Entangled API

Rust implementation of the Entangled v1.0 protocol: typed signed documents, closed-schema validation, JCS canonicalization, Ed25519 signing and verification, Publisher Identity Phrase derivation, Tor v3 origin binding, canary checks, and client-side state helpers.

Entangled is a protocol for publishing signed, structured documents over hostile or anonymity-oriented carrier networks. It is designed for small content sites where the reader should be able to verify publisher identity while the client keeps the rendering attack surface deliberately narrow.
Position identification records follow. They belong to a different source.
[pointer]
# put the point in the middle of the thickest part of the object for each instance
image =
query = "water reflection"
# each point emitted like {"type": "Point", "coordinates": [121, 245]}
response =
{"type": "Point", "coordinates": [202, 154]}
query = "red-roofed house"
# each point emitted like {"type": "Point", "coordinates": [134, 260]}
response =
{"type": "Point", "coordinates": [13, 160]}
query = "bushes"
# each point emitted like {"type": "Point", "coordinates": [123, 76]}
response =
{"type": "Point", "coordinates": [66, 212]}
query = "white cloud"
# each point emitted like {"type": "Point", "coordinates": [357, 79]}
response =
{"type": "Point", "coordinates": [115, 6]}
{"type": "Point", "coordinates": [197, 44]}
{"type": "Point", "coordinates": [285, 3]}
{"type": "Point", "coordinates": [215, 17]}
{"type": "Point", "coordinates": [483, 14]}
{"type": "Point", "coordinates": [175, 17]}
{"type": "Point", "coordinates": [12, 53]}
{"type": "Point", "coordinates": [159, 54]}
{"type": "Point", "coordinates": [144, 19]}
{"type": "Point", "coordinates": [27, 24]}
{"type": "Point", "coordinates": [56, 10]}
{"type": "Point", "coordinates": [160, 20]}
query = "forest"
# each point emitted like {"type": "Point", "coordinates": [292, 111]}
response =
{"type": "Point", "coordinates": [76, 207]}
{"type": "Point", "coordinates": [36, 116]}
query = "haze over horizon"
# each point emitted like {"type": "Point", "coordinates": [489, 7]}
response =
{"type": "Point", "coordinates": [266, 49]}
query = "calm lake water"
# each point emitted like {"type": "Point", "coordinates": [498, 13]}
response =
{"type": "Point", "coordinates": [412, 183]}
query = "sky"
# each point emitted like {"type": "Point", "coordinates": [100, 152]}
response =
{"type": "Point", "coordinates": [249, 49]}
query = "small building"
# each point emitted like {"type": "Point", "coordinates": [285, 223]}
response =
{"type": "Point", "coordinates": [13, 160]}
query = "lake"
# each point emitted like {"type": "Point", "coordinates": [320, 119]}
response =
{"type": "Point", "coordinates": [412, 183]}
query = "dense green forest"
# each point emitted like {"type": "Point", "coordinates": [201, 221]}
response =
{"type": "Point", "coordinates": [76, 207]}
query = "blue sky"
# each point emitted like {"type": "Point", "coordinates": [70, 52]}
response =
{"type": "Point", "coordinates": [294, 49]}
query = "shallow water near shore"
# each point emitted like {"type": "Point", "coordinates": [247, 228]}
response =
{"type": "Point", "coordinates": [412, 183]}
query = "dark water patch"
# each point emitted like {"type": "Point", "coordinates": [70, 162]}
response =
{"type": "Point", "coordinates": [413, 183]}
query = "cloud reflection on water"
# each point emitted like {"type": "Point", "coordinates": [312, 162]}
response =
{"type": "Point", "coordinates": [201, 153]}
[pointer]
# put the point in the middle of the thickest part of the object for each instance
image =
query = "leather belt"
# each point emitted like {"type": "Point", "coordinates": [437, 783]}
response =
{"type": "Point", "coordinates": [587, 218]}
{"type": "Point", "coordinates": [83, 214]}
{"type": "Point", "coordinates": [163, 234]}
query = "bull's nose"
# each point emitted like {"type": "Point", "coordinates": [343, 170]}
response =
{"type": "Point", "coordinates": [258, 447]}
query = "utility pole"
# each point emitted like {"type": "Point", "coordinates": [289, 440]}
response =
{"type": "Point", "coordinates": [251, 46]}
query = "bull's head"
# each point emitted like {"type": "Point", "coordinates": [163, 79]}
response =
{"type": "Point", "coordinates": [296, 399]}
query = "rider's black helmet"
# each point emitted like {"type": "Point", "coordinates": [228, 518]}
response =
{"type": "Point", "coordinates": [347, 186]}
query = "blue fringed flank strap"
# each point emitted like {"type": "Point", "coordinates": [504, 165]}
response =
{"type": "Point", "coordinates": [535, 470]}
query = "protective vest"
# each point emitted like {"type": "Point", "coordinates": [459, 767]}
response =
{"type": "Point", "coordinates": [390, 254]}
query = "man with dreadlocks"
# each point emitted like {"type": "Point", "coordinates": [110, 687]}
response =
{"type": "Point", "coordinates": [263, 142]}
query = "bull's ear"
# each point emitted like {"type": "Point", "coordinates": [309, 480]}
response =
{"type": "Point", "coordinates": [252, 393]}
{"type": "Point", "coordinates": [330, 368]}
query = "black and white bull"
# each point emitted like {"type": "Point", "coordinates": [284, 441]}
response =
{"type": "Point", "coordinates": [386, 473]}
A site built with Entangled is not a web application. It is a set of signed JSON documents served over a carrier such as Tor v3 and rendered by a dedicated client. There is no JavaScript, no DOM scripting, no HTML, no cookies, no ambient browser storage, and no publisher-controlled client chrome.

Status

entangled-api currently contains one Rust crate:

• entangled-core: the protocol core library.

Current crate version: 0.10.0.

Implemented in entangled-core:

• Manifest, content, and transaction document types.
• Closed-schema validation for Entangled v1.0 wire formats.
• Eleven signed content block kinds.
• JCS canonicalization for signature inputs.
• Ed25519 signing and strict verification.
• Signature domain separation for manifests, content, and transactions.
• Publisher Identity Phrase derivation and recovery.
• Tor v3 onion address parsing and origin binding.
• Manifest type-state verification pipeline.
• Canary structure checks and canary state calculation.
• Anti-downgrade helper for publisher history checks.
• Client-side state storage with policy-aware helpers.
• Submit-body construction and validation.
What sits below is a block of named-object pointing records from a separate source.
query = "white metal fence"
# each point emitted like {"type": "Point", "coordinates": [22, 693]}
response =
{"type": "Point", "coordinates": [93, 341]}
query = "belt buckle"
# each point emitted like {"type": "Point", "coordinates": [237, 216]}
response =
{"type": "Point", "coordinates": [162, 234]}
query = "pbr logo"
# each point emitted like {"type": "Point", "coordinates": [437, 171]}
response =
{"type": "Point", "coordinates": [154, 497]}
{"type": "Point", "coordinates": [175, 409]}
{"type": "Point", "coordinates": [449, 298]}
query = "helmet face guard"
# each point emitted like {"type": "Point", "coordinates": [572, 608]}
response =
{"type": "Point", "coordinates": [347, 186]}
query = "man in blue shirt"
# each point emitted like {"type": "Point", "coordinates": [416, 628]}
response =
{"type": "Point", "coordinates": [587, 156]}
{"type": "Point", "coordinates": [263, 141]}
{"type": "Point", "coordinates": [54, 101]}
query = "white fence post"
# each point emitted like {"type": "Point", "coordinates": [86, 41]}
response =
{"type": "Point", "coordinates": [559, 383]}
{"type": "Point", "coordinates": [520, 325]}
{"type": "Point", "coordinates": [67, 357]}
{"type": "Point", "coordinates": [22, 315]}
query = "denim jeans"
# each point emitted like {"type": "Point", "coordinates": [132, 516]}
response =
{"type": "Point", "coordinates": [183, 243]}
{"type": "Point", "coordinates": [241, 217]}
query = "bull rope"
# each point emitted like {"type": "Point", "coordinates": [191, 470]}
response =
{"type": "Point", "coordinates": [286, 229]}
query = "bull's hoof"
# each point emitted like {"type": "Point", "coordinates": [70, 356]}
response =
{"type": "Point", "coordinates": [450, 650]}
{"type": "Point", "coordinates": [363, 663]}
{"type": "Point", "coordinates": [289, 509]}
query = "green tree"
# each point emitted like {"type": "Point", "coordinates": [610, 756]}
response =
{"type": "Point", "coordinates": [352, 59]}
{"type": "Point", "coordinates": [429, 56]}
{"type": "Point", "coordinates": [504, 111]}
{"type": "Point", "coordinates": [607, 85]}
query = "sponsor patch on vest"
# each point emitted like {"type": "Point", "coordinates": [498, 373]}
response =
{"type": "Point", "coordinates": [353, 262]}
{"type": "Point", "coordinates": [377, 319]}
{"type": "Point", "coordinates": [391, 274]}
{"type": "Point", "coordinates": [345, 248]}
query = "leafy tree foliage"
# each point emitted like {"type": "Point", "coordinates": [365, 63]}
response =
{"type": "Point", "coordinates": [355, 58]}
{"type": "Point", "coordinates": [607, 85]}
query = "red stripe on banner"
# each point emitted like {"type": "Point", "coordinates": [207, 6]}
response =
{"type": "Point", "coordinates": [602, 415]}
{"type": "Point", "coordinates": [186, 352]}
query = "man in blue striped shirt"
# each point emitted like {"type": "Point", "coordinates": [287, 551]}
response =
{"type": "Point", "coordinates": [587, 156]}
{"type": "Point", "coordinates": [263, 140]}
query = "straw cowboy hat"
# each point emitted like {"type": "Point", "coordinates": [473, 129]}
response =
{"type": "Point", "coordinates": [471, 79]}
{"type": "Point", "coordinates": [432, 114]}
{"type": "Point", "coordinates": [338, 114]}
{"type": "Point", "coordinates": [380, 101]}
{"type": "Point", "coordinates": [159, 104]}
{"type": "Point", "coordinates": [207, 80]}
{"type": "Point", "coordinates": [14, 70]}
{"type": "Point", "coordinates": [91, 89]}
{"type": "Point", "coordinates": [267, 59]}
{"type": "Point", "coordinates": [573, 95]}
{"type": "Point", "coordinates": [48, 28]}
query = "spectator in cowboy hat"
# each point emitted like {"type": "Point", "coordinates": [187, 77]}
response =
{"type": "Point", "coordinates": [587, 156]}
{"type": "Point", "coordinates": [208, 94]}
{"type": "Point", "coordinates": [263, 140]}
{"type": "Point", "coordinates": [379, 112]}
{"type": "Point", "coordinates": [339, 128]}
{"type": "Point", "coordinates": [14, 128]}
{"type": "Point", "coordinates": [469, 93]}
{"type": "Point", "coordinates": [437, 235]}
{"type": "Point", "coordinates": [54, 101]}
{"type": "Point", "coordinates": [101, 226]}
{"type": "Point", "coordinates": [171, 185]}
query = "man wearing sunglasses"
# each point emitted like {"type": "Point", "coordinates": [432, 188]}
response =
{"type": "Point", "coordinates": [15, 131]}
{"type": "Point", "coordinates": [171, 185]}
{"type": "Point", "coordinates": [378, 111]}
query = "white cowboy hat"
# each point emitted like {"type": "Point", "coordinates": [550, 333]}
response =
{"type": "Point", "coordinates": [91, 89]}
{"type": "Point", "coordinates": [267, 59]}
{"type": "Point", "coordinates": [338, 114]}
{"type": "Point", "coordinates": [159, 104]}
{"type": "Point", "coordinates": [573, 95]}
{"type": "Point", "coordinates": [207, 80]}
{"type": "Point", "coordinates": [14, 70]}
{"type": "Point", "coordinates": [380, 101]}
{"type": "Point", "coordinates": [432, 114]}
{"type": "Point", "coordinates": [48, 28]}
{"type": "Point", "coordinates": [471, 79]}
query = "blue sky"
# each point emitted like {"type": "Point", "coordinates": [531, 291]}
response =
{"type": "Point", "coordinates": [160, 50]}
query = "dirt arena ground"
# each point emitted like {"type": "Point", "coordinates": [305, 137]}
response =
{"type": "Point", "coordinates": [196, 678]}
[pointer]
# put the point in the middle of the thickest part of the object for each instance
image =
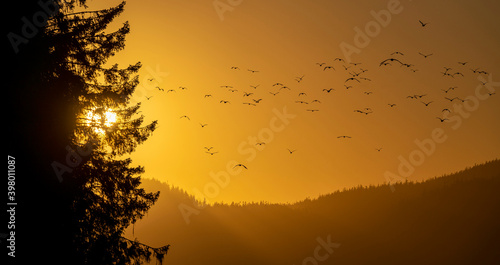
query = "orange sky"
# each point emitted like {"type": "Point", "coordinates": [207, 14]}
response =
{"type": "Point", "coordinates": [190, 44]}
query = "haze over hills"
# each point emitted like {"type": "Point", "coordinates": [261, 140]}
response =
{"type": "Point", "coordinates": [452, 219]}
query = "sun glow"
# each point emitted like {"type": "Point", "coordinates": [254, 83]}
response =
{"type": "Point", "coordinates": [101, 120]}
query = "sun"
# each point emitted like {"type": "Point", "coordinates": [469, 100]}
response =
{"type": "Point", "coordinates": [101, 119]}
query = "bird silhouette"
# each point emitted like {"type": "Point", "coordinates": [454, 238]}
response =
{"type": "Point", "coordinates": [298, 79]}
{"type": "Point", "coordinates": [352, 78]}
{"type": "Point", "coordinates": [363, 112]}
{"type": "Point", "coordinates": [422, 23]}
{"type": "Point", "coordinates": [448, 90]}
{"type": "Point", "coordinates": [425, 55]}
{"type": "Point", "coordinates": [240, 165]}
{"type": "Point", "coordinates": [390, 60]}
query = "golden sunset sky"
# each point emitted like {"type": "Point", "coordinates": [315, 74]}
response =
{"type": "Point", "coordinates": [194, 44]}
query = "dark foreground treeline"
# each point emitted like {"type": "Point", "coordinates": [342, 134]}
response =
{"type": "Point", "coordinates": [453, 219]}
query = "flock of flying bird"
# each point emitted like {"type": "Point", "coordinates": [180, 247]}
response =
{"type": "Point", "coordinates": [356, 74]}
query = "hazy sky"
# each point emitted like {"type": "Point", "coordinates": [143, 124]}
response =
{"type": "Point", "coordinates": [194, 44]}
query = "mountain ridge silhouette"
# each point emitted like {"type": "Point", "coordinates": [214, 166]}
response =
{"type": "Point", "coordinates": [450, 219]}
Out of scope for this crate:

• Network transport.
• HTTP client/server implementation.
• Full Entangled browser/client UI.
• Trust-state persistence and UI chrome.
• Publisher history storage.
• Consent prompt UI.
• Image decoding and rendering.

Those are expected to live in higher-level crates or applications.

Why Entangled exists

Entangled separates four concerns that are usually tangled together on the web:

1. Publisher identity - a long-term offline Ed25519 identity key.
2. Carrier reachability - an address such as a Tor v3 onion service.
3. Routine publication signing - a periodically rotated runtime key.
4. Document rendering - a constrained grammar rendered by the client.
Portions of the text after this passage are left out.